July 23, 2003

Optimism About Europe

For once, the Economist is relatively optimistic about continental Europe's structural reform efforts:

Economist.com: BY MANY standards, the health-care reforms unveiled by Germany’s government on Monday July 21st, with the vital support of the opposition, are far from revolutionary. The levy on companies for their employees' health care is set to fall from 14.4% to a still-hefty 13% by 2006, and the overall national health bill is not expected to decline: the new plan simply transfers costs by making individuals pay for things like dentures. The health minister, Ulla Schmidt, was forced to drop more dramatic proposals, like allowing health funds to have contracts with individual doctors, rather than collective agreements with doctors' associations. Even so, the reform is radical by German standards, and Ms Schmidt hopes that increased transparency will cut down on fraud and increase efficiency. Moreover, the government’s success in getting even this measure of reform enacted is a sign of a new realism in Germany about the extent of the country's economic malaise. Germany is not alone. In neighbouring France, the centre-right government of Jean-Pierre Raffarin has succeeded in driving through unpopular pension reforms that had brought hundreds of thousands on to the streets in protest. And this week, the government slayed another sacred cow, cutting the high, fixed interest rate on France’s biggest savings scheme, the Livret A...
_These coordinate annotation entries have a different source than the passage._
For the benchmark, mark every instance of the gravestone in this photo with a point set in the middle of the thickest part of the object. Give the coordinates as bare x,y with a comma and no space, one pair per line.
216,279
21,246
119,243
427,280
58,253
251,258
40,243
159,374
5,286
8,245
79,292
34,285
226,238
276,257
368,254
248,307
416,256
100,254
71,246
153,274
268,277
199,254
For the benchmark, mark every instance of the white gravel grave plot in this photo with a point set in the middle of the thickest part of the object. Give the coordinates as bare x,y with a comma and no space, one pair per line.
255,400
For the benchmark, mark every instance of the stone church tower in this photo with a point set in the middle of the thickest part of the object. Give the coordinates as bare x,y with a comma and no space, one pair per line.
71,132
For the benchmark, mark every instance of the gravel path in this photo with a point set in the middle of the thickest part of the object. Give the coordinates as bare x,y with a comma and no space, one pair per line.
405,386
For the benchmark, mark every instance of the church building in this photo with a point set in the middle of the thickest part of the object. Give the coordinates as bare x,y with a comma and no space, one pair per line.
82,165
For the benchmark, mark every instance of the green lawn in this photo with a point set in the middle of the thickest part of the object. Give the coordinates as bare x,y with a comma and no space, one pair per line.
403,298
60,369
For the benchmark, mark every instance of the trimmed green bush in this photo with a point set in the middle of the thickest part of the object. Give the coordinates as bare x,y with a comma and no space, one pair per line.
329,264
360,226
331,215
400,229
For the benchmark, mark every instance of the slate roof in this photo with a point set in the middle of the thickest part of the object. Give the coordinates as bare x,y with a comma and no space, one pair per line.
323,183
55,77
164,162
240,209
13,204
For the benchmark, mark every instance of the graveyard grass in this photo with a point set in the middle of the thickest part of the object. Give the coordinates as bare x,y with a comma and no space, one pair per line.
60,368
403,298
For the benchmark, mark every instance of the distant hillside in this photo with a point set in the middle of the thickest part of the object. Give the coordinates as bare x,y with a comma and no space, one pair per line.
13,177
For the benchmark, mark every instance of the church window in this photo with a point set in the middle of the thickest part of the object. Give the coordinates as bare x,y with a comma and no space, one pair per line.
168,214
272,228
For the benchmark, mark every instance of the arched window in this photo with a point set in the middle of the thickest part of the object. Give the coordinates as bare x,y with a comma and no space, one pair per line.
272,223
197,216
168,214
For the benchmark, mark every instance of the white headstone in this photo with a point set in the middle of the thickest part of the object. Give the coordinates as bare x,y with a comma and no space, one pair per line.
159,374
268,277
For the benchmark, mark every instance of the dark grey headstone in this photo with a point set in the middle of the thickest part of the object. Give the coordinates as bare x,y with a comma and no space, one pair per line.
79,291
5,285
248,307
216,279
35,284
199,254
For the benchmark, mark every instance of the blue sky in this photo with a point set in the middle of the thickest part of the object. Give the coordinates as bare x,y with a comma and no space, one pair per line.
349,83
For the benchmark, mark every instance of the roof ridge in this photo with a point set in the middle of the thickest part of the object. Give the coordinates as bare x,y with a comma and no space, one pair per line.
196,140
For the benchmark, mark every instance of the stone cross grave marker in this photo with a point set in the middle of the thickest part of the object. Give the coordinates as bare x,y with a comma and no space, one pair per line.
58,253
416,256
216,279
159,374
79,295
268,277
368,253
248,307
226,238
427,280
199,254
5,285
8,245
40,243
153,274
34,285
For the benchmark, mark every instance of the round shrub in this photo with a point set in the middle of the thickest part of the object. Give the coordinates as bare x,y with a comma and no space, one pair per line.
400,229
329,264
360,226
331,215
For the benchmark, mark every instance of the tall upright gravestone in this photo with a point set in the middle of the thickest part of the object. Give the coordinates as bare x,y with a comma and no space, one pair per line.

Posted by DeLong at July 23, 2003 09:38 AM | TrackBack

Comments

I disagree with the "for once". The Economist used regularly to hail every small call for reform as a major breakthrough, but I think got disillusioned once the takeover of Mannesmann by Vodafone didn't open the floodgates. Of course, it hasn't really happened, because there's no grassroots call for structural reform in continental Europe, and the European Commission can claim no democratic mandate. Now, once France and Germany have managed to sneak through a few controversial reforms, the Economist is back in the over-optimistic mode.
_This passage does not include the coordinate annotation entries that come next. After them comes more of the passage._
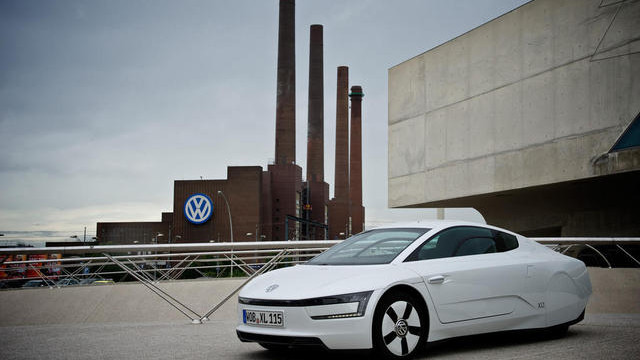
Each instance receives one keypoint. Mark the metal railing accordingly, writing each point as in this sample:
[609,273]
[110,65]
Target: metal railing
[150,264]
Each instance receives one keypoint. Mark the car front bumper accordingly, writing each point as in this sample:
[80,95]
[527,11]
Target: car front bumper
[300,329]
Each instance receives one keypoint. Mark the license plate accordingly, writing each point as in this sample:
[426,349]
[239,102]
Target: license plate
[263,318]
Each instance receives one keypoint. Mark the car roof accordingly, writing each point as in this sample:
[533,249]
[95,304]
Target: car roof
[432,224]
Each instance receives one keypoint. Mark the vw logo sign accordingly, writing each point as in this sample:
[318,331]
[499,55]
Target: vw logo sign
[198,208]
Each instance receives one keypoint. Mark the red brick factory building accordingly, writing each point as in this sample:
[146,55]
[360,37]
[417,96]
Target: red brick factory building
[275,204]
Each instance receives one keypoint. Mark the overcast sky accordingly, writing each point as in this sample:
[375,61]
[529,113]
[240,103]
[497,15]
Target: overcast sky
[104,103]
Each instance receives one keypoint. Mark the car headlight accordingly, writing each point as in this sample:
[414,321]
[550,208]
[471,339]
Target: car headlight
[338,306]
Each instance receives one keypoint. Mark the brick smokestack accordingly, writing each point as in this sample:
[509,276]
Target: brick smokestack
[315,132]
[339,219]
[342,136]
[286,88]
[355,163]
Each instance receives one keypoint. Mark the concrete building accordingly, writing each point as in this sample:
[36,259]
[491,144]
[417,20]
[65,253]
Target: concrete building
[528,118]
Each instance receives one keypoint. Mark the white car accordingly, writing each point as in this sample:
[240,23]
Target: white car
[396,287]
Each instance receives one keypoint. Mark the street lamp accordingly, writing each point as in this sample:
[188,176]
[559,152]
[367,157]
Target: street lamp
[230,227]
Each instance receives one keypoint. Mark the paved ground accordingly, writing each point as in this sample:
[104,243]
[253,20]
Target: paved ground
[600,336]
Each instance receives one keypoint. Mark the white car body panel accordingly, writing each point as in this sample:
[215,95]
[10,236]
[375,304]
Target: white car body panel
[527,287]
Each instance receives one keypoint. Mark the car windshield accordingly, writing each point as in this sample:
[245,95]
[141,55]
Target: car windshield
[372,247]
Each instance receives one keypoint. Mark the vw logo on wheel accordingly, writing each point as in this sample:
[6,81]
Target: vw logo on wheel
[198,208]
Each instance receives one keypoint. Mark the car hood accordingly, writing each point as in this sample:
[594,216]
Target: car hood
[310,281]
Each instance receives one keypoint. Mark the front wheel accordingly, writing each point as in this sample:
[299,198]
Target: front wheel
[400,326]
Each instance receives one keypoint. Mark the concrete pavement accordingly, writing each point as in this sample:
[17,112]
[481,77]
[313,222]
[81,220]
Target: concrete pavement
[600,336]
[126,321]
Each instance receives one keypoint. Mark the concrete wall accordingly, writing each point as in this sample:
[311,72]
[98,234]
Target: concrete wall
[531,98]
[615,291]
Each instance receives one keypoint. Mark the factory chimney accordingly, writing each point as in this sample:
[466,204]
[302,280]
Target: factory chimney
[342,136]
[355,163]
[339,219]
[286,86]
[285,176]
[316,191]
[315,130]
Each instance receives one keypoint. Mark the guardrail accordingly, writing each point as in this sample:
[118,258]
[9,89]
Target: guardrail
[151,263]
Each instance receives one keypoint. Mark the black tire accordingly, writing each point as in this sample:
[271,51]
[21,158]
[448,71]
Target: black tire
[400,326]
[274,347]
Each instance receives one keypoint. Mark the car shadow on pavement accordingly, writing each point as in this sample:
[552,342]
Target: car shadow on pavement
[495,341]
[456,346]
Posted by: PJ on July 23, 2003 09:58 AM

Economist to all: When you folks are all British all will be well. We are so wonderful, you are ...
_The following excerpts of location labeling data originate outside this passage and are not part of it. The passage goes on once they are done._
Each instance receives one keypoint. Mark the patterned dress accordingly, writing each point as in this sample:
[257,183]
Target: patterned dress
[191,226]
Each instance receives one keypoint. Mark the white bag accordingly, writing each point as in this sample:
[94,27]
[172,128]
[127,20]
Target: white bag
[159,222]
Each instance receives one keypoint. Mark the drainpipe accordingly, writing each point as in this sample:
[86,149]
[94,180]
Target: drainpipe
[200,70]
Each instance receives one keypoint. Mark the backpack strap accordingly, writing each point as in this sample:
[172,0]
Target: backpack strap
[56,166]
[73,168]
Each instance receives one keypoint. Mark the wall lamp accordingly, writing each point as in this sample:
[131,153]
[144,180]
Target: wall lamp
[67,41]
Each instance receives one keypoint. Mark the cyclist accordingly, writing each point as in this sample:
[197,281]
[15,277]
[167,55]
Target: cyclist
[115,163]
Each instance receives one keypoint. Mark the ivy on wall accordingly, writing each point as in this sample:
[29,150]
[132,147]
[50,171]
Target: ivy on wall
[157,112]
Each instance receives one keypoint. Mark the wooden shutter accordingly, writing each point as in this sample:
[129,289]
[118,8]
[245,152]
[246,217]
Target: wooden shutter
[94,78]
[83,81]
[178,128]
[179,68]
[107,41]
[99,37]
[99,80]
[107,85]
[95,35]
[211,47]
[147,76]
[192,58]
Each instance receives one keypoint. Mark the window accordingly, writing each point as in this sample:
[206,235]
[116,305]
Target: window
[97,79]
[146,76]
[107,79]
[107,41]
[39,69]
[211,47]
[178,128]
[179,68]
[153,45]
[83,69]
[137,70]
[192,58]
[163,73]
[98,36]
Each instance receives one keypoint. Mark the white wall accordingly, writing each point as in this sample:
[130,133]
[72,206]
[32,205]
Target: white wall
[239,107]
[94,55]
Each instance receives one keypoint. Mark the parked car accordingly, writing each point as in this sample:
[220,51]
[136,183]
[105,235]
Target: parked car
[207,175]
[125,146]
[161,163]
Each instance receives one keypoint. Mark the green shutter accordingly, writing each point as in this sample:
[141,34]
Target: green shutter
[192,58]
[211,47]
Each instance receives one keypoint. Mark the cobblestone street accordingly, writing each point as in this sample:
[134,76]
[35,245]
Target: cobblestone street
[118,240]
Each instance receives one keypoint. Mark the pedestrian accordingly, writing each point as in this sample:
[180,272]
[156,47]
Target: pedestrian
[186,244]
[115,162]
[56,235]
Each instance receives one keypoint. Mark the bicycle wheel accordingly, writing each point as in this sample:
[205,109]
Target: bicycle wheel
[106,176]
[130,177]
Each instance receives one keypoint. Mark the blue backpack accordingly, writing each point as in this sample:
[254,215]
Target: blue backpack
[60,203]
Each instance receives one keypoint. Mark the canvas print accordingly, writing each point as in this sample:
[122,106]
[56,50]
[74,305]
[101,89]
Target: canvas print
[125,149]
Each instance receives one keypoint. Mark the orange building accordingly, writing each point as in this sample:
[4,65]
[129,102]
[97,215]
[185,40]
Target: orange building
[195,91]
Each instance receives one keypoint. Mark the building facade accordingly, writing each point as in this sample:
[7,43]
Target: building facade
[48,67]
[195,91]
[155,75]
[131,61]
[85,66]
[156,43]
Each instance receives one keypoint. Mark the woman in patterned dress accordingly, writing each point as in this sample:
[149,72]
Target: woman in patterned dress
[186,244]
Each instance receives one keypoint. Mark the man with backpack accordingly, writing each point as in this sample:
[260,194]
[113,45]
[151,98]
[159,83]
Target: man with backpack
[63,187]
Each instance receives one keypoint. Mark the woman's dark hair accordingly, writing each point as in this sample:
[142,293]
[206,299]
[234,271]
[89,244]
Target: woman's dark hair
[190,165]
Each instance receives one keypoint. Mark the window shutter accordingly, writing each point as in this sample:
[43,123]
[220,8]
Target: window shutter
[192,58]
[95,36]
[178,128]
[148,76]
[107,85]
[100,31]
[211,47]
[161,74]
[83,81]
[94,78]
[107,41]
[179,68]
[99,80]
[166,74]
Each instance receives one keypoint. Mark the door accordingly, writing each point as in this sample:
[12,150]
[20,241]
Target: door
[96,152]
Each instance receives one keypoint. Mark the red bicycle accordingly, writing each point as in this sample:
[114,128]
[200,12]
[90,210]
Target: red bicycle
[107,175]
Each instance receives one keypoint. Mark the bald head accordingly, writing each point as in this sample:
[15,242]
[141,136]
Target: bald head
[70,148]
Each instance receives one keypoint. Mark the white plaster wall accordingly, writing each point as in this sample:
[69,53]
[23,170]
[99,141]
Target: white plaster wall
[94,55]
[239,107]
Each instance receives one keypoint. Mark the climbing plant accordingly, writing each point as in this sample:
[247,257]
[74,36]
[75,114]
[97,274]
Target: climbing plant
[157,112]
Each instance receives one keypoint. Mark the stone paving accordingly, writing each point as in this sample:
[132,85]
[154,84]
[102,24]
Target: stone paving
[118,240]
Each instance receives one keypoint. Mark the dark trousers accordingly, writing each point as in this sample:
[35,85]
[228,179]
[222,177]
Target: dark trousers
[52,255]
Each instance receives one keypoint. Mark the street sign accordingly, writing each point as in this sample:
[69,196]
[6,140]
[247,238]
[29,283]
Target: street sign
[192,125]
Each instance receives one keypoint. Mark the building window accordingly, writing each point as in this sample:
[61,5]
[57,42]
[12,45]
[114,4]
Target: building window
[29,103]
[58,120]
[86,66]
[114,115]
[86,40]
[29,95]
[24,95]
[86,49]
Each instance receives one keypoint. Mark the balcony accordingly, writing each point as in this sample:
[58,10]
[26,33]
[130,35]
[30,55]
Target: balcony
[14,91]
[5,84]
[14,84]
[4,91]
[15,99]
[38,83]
Posted by: arthur on July 23, 2003 11:05 AM

"Slayed another sacred cow..." The interest rate on Livret A has been cut before, so it's hardly sacred. Since the money saved is supposed to be spent on social housing or subsidizing small businesses, I'm not quite sure what the Economist is getting all worked up about, except that it seems to have a knee-jerk reaction for anything the French unions are against (for yes, the French unions are agin it).

Posted by: Andrew Boucher on July 23, 2003 11:46 AM

Anything unions are against anywhere anytime the Economist is for. Wait till it comes time to slash employee benefits in America, the Economist will be there to enjoy.

Posted by: jd on July 23, 2003 12:08 PM

The optimism has obvious been catching. Morgan Stanley are also cheering on Germany's efforts at reform.

Morgan Stanley

Jul 23, 2003

Germany: Three Cheers for the Chancellor

Elga Bartsch (London)

Six months ago, I published a report entitled Is Germany doomed? (January 6, 2003), in which I argued that the German economy would be reaching a critical point this year, in terms of both the business cycle and economic policies.  As I feared at the time, the economy slipped back into recession in the first half of this year and is unlikely to do anything but stagnate for the year as a whole.  Nevertheless, I am now ready to give three cheers to the Chancellor on the progress he is making in pushing through his reform agenda (see German Economics: Schroeder's Masterplan, March 16, 2003).

http://www.morganstanley.com/GEFdata/digests/20030723-wed.html#anchor0

Posted by: Pooh on July 23, 2003 02:07 PM

>>And this week, the government slayed another sacred cow, cutting the high, fixed interest rate on France’s biggest savings scheme, the Livret A...

Livret A is not a fixed rate account. It's a regulated rate, but it's meant to be periodically realigned with market rates of interest. It's also not France's biggest savings scheme.